My 1 year old was playing with my daughter phone and called 911 in error. My son took the phone and advised the officer it was an error;he’s 18. Now we were expecting company so when someone rang the doorbell we expected that person. My 16 year old daughter opened the door with my 5 years old mix breed dog at her side. There were 3 police officers and the dog begin the bark so my daughter grabbed for her. Our dog made it our to the front patio which is around 4 feet from the door. At the time my daughter said, “Sorry” and begin to reach for the dog who was about 2 1/2 – 3 feet away from her. Then one of the police officers, without warning, shot my dog in the head. My daughter was right there. No police report was made. His commander later showed up and stated that it was not her fault or the officer’s fault, just a freak accident and provided us with his card and the number to a 24 hour vet. My 4 children, especially my daughter, is traumatized. She has been crying since last night. Meanwhile, our dog will live, however, we are out $400 just for the emergency vet and we can’t afford to have the bullet removed from her shoulder. The X-ray we had taken showed that the bullet traveled through her head down her neck and lodged in her shoulder. Do I have a case?

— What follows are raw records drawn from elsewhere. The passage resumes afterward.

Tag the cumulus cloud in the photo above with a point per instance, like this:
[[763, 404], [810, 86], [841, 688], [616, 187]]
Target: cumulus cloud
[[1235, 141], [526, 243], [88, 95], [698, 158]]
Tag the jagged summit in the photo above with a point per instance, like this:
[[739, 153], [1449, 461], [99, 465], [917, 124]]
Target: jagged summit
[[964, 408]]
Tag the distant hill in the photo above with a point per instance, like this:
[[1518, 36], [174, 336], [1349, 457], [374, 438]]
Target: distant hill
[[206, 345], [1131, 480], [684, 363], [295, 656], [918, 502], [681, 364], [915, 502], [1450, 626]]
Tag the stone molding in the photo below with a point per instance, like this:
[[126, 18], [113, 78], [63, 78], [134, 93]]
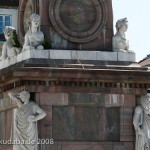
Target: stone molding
[[68, 55]]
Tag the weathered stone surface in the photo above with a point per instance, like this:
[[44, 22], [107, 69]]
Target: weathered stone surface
[[58, 99], [128, 56], [45, 125], [86, 126], [109, 56], [126, 125], [86, 99], [112, 124], [64, 123], [84, 55], [114, 100], [60, 54], [86, 146]]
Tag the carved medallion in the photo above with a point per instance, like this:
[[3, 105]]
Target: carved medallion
[[78, 21]]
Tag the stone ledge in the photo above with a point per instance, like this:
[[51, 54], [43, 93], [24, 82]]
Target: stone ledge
[[68, 55]]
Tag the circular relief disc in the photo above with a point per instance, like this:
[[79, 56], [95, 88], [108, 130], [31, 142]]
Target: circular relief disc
[[78, 21]]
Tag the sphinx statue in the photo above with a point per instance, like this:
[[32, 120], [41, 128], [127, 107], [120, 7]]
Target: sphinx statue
[[34, 37], [119, 41], [8, 49], [141, 122], [27, 115]]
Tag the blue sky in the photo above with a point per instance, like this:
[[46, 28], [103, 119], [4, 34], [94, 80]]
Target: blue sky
[[138, 15]]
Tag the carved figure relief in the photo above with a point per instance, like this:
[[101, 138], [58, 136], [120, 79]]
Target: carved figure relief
[[120, 43], [28, 113], [34, 37], [141, 121], [8, 50], [26, 7], [27, 13]]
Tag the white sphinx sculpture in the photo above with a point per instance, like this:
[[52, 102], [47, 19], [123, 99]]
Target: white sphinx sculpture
[[8, 49], [34, 37], [141, 122], [120, 44], [27, 115]]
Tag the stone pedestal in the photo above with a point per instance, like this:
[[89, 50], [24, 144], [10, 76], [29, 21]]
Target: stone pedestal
[[66, 24], [87, 108]]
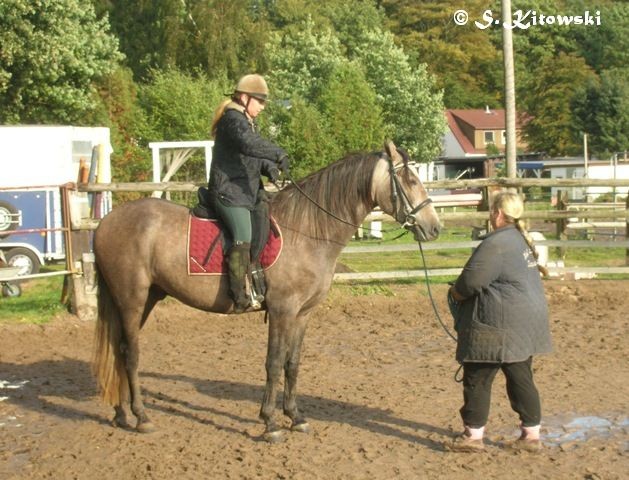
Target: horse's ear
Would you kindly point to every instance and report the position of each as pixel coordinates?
(391, 150)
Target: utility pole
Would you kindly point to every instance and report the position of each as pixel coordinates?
(507, 51)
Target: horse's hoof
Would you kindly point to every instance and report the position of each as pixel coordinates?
(146, 427)
(274, 437)
(121, 423)
(303, 427)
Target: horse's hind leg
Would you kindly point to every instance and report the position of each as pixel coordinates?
(275, 357)
(291, 370)
(133, 319)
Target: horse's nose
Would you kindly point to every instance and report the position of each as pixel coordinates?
(435, 231)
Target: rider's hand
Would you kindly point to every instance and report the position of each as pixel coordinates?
(284, 164)
(274, 175)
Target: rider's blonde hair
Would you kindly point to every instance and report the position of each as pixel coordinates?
(218, 113)
(512, 207)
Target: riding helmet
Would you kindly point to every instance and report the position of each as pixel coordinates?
(253, 85)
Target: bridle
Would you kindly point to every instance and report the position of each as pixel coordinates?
(408, 219)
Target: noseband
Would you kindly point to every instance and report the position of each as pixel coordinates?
(397, 193)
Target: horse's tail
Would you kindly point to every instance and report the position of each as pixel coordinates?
(108, 363)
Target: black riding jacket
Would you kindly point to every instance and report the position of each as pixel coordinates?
(240, 156)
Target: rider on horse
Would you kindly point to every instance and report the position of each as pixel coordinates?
(240, 157)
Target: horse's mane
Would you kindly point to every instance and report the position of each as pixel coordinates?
(339, 188)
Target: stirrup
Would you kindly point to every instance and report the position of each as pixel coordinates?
(255, 299)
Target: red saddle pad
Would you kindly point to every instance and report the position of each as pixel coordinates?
(201, 235)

Asked on May 16, 2012 under Personal Injury, Illinois

Answers:

SJZ, Member, New York Bar / FreeAdvice Contributing Attorney

Answered 8 years ago | Contributor

While you should consult with an attorney who has experience in lawsuits against the police, there is a good chance that you do not have effective recourse: the police are, appropriately, given a great deal of discretion in discharging their duties, since they couldn't do their jobs if they were constantly being second-guessed and sued. As a  result, police misconduct must be more than merely negligent to typically result in liability--i.e. it needs to be more than a mistake or poor judgment. It usually requires either a deliberate wrongdoing or recklessness--a gross disregard for the risks or the facts of the situation. In a case like this, responding to a child's 911 call (even if it was an error) and so understandably "keyed up," and confronted by a dog which was barking and getting closer, it is doubtful that the police officer, as bad as his judgment clearly was, acted sufficiently wrongful so as to support recovery.

In addition, given that even if there were liabiltiy, the most you could likely recover would be the dog's medical costs--it is rare that you can recover for emotional upset, like your daughter is experiencing--which could be offset by the cost of litigation.